Whole-genome analysis procedures such as genetic linkage mapping and genome sequence comparisons have increased our understanding of the genetic basis of various biological phenomena in fungi. Well-known examples include the development of spores in Pleurotus pulmonarius14 and the development of ectomycorrhizal symbiosis in Laccaria bicolor.15 Such whole-genome approaches have also shed light on the evolution of fungal pathogenicity,16,17 which has also been particularly true for Fusarium species such as Fusarium oxysporum, Fusarium verticillioides and Fusarium graminearum.18,19 The fact that the genomic data for these Fusarium species are in the public domain, and that a framework map is available for F. circinatum,20 therefore presents ideal opportunities to understand the genetic basis for pathogenicityin the pitch canker fungus.

The aim of this study was to sequence, assemble and annotate the genome of F. circinatum. In addition, we present a preliminary analysis of putative gene clusters that are unique to F. circinatum and we compare three loci of this genome with the genomes of three close relatives: F. oxysporum, F. verticillioides and F. graminearum (Figure 2). From a South African perspective, this study will have significant impact – not only because the pitch canker pathogen is the first eukaryotic organism for which the entire genome has been sequenced in Africa, but also because the project strongly promotes human capacity development in the field of genome sequencing on the African continent. Furthermore, data emerging from this sequence will promote many studies concerning the pathogen and potentially lead to innovating approaches to reduce the losses that the pathogen is causing in South Africa and elsewhere in the world.

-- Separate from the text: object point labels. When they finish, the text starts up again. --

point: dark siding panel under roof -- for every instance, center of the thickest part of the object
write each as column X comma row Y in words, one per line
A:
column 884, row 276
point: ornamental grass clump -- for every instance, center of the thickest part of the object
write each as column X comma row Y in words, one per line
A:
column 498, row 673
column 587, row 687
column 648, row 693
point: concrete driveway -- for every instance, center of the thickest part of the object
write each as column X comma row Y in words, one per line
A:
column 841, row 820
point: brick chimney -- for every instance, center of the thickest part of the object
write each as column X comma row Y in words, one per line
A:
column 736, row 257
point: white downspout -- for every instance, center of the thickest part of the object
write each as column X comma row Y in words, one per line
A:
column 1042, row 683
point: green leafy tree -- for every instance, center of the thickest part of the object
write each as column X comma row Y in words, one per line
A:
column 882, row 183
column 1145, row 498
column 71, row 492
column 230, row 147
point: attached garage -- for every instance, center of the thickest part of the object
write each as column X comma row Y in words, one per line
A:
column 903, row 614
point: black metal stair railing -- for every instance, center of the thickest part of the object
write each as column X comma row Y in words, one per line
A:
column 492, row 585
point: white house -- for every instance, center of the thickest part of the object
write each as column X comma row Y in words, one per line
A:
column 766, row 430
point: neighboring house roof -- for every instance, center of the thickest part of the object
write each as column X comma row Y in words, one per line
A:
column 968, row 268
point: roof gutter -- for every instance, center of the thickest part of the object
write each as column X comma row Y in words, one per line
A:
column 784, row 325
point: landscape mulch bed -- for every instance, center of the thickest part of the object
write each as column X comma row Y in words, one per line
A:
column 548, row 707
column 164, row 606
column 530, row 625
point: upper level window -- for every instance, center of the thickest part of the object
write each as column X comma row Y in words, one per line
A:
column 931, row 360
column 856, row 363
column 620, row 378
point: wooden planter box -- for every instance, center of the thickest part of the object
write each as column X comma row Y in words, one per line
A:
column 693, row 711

FIGURE 1: Symptoms of pitch canker caused by Fusarium circinatum on Pinus radiata near Cape Town, South Africa: (a) dying trees in a plantation, (b) a dead branch in the crown of an infected tree, (c) stem canker resulting from infection of a pruning wound and (d) resin (pitch) impregnated wood.

FIGURE 2: Evolutionary relationships amongst the Fusarium species for which whole-genome sequence information is available.

The sequence: Genome sequencing, assembly and integrity
In this study we specifically targeted a F. circinatum isolate (FSP34) for which a genetic linkage map based on amplified fragment length polymorphisms is available from a previous study.20 The availability of this framework map would thus provide some higher level structure for the final genome assembly. High quality DNA was isolated23 and then sequenced on a Roche 454 GS FLX system (Life Sciences, Connecticut, USA) using the titanium chemistry by Inqaba Biotechnologies (Pretoria, South Africa). This sequencing generated a total of 500 mega bases (Mb) of DNA sequence, which comprised 1 655 231 reads (Table 1). De novo assembly of these sequences with the 454 GS assembler software package, Newbler24, resulted in 4509 contigs, the largest of which was 129 667 base pairs (bp) in length. Accordingly, the total size of the genome for F. circinatum isolate FSP34 is estimated at 43.97 Mb, which falls within the range of what has been reported for other Fusarium species.The genomes of F. graminearum, F. verticillioides and F. oxysporum are 36 Mb, 40 Mb and 60 Mb, respectively.25

In order to confirm the integrity of the assembled F. circinatum genome, we interrogated the assembly for the presence and order of the open reading frames (ORFs) known to be encoded at the mating type (MAT) locus of this fungus. From previous research it is known that the mating type of F. circinatum isolate FSP34 is MAT 1.20,26 Within the F. circinatum assembly we thus expected to find three MAT-1 ORFs (MAT 1.1.1, MAT 1.1.2 and MAT 1.1.3) and the entire region to be flanked by genes encoding a cytoskeleton assembly control protein (SLA1) and a DNA lyase (APN1).25,27 Local Basic Local Alignment Search Tool (BLAST) analysis of the assembly indicated that a single contig (Contig00012) contained MAT-1 sequences. Examination of this 25 000 bp contig confirmed the presence of the genes, in both the same orientation and order as those found in other Fusarium species (Figure 3). This process of verification was repeated on two additional contigs (data not shown) containing genes that were of interest and also confirmed the accuracy of the assembly.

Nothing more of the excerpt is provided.